Any ideas? Is my router just dead? I will post more info it any is needed.

[Edit] I have done a "hard reset" (holding reset for 10 seconds while it is turned on) and unplugged it also, to no avail.


----------



## daz1 (Nov 4, 2006)

doulbe check the gateway as 192.168.0.1 may actually be 1 digit out i have had this myself on numerous occasions


----------



## new_bee (Jun 24, 2010)

The bottom of the router says Default router settings IP: 192.168.0.1, which won't respond, even after a reset. I got the router from someone else, I don't think they used it though. But if they had changed the default IP it should go back to default with a reset I believe.


----------



## daz1 (Nov 4, 2006)

yes aware of that but have tried many settings in past and often most annoiyinly not ones which were stated try 192.168.0.2 for example, you should not need to reset thats usually very last resort


----------



## TerryNet (Mar 23, 2005)

I'm having difficulty understanding how you can be browsing the internet with Default Gateway blank. Please show the ipconfig /all for that condition ...

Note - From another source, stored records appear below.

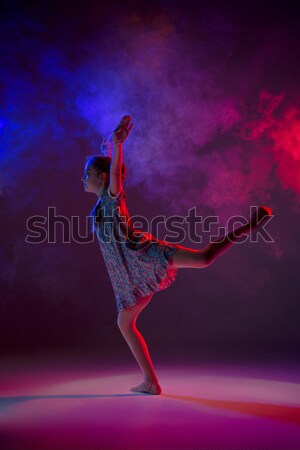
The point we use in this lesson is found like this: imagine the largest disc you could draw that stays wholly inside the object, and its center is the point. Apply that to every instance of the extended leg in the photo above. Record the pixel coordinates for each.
(190, 258)
(127, 324)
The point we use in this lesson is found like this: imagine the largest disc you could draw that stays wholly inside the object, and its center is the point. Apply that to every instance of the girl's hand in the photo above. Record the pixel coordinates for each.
(122, 131)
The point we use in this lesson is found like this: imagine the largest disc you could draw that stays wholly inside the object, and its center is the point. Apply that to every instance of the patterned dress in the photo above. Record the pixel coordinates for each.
(137, 263)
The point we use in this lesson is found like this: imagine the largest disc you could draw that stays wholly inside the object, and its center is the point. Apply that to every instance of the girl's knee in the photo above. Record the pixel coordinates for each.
(125, 322)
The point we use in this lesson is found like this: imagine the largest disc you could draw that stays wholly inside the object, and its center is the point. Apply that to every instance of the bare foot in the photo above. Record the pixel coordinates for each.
(151, 387)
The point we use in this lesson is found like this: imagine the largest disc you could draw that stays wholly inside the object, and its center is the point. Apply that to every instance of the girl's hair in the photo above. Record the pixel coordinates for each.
(102, 164)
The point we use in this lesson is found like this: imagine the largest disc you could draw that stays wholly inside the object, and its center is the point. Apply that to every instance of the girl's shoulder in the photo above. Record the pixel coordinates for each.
(107, 196)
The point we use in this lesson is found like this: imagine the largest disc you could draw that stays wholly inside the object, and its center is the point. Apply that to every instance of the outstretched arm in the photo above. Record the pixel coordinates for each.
(120, 134)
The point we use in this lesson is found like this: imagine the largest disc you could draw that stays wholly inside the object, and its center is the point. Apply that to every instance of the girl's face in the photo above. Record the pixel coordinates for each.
(92, 181)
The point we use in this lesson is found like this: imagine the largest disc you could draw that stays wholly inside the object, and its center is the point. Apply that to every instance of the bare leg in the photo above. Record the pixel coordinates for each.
(127, 324)
(190, 258)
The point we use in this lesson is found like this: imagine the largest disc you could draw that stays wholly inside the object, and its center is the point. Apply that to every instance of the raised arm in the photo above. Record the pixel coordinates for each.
(120, 134)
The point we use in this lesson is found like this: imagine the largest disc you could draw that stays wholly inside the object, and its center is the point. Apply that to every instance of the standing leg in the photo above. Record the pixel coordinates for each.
(127, 324)
(190, 258)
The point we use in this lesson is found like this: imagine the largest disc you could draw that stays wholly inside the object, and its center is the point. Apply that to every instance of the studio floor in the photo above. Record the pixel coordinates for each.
(57, 404)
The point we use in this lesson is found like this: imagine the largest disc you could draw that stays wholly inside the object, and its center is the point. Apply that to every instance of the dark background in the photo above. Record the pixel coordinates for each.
(213, 90)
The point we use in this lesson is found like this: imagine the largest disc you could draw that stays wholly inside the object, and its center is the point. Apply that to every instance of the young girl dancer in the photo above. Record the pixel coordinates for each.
(139, 264)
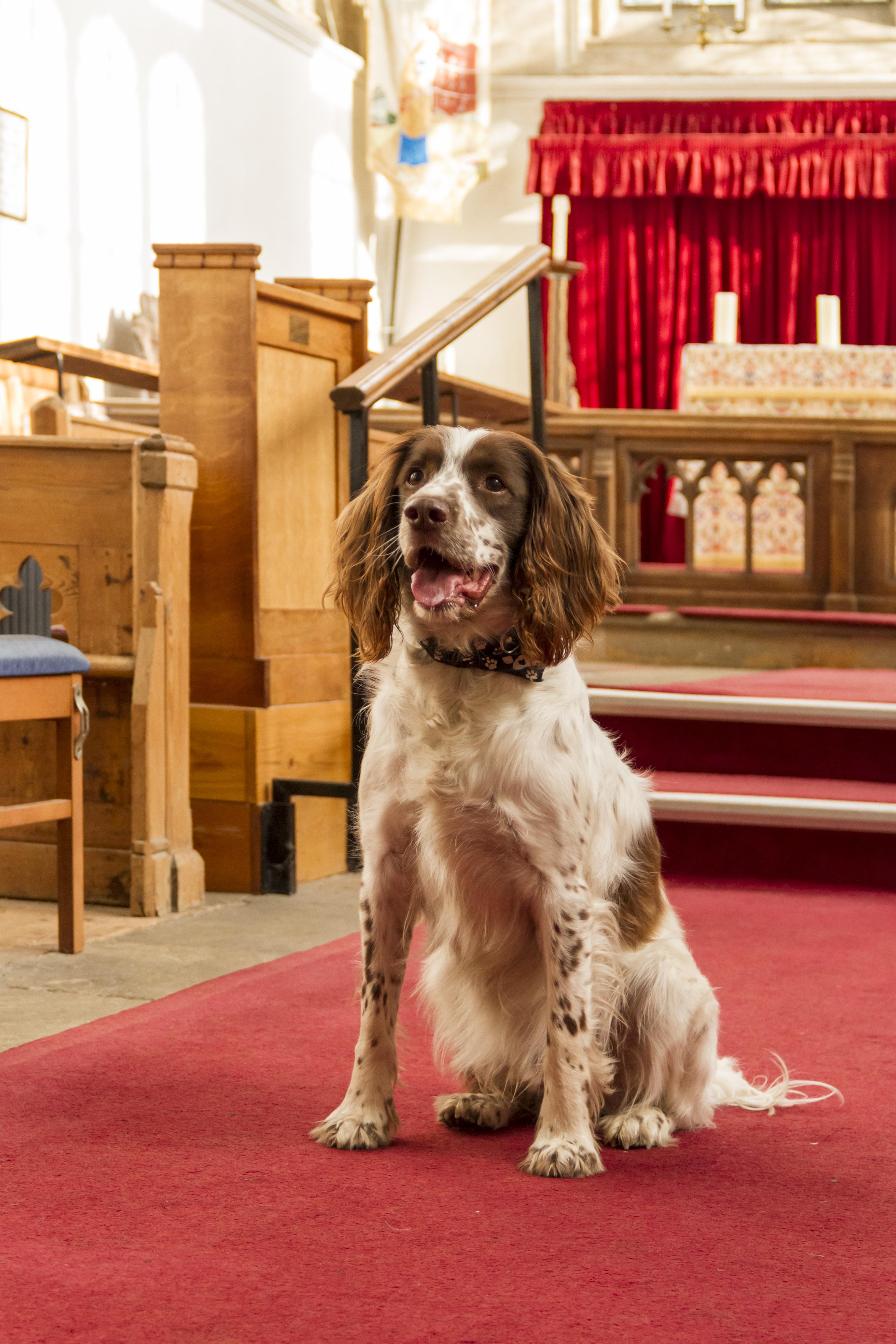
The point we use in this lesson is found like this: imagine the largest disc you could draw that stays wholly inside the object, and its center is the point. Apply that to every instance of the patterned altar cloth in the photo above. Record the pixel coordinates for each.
(858, 382)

*Start, Run, CMD, OK* to open a command prompt:
(For Vista or 7 type *CMD* in the Search box after *Start*)

Type the following command:

*IPCONFIG /ALL*

[Note that there is no space between the slash and ALL.]

Right click in the command window and choose *Select All*, then hit *Enter*.
Paste the results in a message here.

If necessary use a text file and removable media to copy the results to a computer with internet access.


----------



## new_bee (Jun 24, 2010)

Microsoft Windows [Version 6.0.6001]
Copyright (c) 2006 Microsoft Corporation. All rights reserved.

C:\Users\J>ipconfig /all

Ethernet adapter Local Area Connection:

Connection-specific DNS Suffix . :
Description . . . . . . . . . . . : NVIDIA nForce 10/100 Mbps Ethernet
Physical Address. . . . . . . . . : XX-XX-XX-XX-XX-XX
DHCP Enabled. . . . . . . . . . . : No
Autoconfiguration Enabled . . . . : Yes
IPv4 Address. . . . . . . . . . . : 192.168.1.10(Preferred)
Subnet Mask . . . . . . . . . . . : 255.255.255.0
Default Gateway . . . . . . . . . :
NetBIOS over Tcpip. . . . . . . . : Enabled


----------



## TerryNet (Mar 23, 2005)

You have the modem/router in some type of bridge mode, right? You're going to have to configure the WAN (Internet) section of the router to that PPP type connection.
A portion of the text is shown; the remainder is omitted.